In the context of her experience, Judd's decision to go public is extraordinary. She risked a scenario that had the potential to be triggering, she risked her reputation and she risked being called a liar. But in risking all of that, she gave voice to a story that's rippled far and wide, and had far-reaching and monumental effects on women and men who feel strong enough to come forward.

In the four weeks since the Weinstein story broke, sexual harassment has made headlines. Director James Toback was called out for sexual misconduct by Rachel McAdams and Selma Blair. The likes of Olivia Munn have challenged the alleged transgressions of filmmaker Brett Ratner. Young men have entered the fray, pointing fingers at Kevin Spacey. Dustin Hoffman has been forced to apologise for sexually harassing a 17-year-old intern in 1985. Ben Affleck issued a similar apology after video emerged of him groping actress Hilarie Burton.

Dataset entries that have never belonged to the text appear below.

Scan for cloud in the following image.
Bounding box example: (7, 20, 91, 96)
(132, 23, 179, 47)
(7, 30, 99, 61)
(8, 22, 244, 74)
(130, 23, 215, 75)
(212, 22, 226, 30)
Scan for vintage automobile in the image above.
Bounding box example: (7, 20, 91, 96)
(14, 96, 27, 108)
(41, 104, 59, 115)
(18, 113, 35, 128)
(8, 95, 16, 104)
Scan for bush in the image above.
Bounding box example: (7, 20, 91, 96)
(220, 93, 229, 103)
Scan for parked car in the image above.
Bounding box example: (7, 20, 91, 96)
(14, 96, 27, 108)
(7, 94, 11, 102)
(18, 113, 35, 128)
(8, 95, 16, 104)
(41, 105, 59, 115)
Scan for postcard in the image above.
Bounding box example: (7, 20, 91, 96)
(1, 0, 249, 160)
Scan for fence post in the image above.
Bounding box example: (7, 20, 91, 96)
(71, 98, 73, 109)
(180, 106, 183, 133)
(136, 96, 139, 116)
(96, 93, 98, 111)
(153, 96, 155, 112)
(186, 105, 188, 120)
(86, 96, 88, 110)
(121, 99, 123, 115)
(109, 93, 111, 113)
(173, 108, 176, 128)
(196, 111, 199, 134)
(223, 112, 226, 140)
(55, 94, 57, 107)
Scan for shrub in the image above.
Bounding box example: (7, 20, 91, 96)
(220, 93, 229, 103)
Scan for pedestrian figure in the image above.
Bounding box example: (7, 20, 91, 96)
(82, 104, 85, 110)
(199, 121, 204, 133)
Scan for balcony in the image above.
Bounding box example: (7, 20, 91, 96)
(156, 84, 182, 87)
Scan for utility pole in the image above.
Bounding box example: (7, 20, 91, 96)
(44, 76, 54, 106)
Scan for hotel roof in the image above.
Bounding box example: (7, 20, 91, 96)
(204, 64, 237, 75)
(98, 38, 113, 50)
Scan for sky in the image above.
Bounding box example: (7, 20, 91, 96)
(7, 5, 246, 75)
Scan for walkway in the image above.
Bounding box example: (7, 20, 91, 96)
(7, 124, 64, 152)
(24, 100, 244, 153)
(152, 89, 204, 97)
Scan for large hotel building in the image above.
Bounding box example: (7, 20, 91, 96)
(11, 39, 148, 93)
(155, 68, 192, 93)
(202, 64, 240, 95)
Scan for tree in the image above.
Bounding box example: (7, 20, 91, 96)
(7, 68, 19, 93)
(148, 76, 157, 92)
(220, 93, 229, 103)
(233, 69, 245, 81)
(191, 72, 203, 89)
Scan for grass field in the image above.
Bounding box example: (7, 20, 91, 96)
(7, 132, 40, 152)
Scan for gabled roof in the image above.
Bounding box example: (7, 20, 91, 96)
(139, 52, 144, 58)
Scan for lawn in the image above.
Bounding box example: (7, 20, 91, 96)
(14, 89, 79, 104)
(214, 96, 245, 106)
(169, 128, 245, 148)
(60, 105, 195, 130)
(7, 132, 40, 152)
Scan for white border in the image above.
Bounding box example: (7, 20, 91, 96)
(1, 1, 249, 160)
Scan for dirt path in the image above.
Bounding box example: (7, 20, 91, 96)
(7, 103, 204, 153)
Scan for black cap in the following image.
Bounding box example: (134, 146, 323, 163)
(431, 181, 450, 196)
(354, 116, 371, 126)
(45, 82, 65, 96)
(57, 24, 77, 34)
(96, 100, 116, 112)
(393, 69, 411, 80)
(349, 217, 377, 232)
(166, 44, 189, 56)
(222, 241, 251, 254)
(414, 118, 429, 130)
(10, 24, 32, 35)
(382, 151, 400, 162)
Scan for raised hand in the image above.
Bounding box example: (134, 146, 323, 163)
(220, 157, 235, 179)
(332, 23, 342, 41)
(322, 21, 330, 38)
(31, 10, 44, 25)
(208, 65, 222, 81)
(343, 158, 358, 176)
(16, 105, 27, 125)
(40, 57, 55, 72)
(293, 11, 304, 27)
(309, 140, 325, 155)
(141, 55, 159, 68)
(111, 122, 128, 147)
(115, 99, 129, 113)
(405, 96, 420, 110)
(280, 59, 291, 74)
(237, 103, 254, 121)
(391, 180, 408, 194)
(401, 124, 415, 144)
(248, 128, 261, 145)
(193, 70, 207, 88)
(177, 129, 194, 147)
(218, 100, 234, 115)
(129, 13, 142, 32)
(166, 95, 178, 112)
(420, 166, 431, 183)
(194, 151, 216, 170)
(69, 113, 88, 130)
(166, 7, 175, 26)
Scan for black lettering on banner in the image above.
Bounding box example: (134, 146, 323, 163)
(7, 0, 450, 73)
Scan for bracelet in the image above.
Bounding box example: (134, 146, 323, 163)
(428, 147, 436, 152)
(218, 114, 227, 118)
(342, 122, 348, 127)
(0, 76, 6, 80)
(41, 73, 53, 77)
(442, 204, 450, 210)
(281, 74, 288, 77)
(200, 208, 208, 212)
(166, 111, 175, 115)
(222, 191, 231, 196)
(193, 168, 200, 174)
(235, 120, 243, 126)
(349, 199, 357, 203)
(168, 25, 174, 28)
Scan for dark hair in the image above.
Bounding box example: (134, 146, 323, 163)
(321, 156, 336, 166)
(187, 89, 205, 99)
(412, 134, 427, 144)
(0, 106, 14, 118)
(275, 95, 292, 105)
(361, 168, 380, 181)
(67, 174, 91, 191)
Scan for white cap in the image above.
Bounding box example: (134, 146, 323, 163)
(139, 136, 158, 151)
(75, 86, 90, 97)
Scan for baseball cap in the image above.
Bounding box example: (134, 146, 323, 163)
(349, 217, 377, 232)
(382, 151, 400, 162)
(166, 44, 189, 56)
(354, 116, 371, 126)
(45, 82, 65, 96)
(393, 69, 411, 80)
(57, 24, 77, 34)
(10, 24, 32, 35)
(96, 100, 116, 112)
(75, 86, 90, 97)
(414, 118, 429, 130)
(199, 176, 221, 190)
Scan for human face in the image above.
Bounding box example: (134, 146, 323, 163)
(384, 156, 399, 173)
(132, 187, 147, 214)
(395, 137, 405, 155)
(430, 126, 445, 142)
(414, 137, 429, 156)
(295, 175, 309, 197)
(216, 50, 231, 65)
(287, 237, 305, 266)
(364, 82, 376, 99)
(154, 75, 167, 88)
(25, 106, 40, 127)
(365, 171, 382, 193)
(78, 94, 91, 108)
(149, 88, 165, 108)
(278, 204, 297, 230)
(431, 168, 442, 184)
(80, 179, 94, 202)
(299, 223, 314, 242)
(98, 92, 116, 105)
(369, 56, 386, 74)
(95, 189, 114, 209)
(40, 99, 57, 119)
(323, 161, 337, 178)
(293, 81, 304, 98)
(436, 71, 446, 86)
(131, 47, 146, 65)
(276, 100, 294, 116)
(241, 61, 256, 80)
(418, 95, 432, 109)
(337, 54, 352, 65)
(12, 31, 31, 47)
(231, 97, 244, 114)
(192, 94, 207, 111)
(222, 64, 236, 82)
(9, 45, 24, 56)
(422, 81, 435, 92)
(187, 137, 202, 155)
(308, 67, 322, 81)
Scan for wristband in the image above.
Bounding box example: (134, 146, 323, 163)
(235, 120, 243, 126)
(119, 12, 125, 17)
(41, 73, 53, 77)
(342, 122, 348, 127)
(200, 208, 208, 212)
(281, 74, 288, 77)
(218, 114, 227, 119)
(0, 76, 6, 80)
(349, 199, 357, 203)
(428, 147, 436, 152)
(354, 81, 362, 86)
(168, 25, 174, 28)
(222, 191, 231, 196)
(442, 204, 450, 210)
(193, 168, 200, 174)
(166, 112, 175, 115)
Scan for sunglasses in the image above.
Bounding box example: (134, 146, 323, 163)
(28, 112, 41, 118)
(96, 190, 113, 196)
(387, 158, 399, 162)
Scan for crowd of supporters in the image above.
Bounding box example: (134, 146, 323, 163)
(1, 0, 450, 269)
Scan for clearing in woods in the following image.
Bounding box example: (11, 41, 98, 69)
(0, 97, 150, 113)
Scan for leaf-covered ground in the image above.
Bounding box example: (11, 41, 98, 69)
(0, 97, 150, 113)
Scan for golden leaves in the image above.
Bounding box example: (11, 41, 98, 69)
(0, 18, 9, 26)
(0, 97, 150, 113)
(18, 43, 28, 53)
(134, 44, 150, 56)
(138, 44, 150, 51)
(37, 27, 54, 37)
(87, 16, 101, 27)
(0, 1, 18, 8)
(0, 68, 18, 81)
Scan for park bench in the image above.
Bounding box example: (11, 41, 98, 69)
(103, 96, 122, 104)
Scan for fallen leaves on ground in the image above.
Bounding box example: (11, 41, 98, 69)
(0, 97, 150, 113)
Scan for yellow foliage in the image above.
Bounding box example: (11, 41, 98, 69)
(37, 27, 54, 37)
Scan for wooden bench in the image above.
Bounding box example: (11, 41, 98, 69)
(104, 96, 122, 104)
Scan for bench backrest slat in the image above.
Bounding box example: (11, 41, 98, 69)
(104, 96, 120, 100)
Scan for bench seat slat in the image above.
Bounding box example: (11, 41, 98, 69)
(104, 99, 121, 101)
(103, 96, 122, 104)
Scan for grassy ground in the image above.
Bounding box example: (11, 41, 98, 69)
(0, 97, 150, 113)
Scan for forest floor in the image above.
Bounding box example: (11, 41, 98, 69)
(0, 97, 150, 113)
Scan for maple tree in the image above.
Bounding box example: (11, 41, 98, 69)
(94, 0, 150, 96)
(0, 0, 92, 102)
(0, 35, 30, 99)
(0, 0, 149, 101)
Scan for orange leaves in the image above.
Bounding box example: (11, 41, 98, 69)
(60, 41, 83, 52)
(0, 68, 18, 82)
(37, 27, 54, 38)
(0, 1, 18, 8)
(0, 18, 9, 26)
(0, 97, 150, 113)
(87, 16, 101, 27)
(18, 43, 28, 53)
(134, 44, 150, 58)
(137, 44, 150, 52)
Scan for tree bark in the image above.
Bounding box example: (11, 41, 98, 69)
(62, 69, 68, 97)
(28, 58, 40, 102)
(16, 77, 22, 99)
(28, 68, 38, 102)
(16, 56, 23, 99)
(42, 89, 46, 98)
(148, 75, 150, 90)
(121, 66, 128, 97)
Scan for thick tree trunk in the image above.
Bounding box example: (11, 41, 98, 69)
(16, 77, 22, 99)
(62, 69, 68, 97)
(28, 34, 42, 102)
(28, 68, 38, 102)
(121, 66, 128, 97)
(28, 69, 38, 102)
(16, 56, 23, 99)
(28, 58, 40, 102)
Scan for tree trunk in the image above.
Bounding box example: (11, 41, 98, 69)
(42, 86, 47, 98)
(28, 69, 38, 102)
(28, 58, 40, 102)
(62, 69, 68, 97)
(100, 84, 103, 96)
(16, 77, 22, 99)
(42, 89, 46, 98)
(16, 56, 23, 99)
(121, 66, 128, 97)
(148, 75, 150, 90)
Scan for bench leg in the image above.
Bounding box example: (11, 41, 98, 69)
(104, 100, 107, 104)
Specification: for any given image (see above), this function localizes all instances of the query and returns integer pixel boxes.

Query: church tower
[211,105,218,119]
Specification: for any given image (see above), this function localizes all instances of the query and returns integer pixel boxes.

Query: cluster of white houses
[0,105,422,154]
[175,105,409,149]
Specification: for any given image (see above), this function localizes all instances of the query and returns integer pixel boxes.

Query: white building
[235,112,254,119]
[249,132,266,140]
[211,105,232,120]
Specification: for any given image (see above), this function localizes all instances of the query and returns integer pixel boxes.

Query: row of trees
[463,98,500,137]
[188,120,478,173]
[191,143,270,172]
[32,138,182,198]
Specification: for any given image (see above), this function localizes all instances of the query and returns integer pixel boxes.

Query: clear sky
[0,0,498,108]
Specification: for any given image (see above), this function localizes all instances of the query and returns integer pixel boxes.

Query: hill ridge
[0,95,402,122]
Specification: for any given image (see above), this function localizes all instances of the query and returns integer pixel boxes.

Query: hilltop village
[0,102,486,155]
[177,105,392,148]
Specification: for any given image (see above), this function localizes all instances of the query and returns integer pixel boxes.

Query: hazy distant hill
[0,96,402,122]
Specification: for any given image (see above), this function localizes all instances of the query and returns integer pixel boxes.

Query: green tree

Listen: The Mamamia Out Loud team break down the Harvey Weinstein scandal. 

In the media, NBC and MSNBC sacked journalist Mark Halperin over his own harassment allegations.

In the fashion industry, Condé Nast committed to never hiring Terry Richardson again as a photographer. Model Cameron Russell has single-handedly launched a campaign to tell the stories of sexual harassment and assault in the fashion industry.


In the UK, British Defence Secretary Michael Fallon resigned on Thursday after he, too, was accused of harassment. GQ journalist Rupert Myers was also sacked from his post at the magazine after women went public with their assault allegations. British Labour activist Bex Bailey spoke of being raped at a party event, exposing a deeper issue with harassment and assault in UK Politics.

Back home, Tracey Spicer committed to revealing the names of Australian men accused of sexual harassment and assault, claiming she had over 400 women approach her with their stories. High-profile barrister Charles Waterstreet is now facing his own allegations of sexual harassment.

It's not an easy feat for victims of sexual harassment and assault to come forward, but it's less daunting feat when the mood is strong, female solidarity overpowering and the path before forged with brazen courage.

Ashley Judd, in having her name in the first ten words of the Weinstein story, opened a door for thousands of women to tell their own stories. She opened that door, held onto the handle, ushered them through and held onto them tight.

Of course, that's not to say there's anything less courageous for the women that went with her and after her. It's just to say, there's something special about the woman who chose to go first.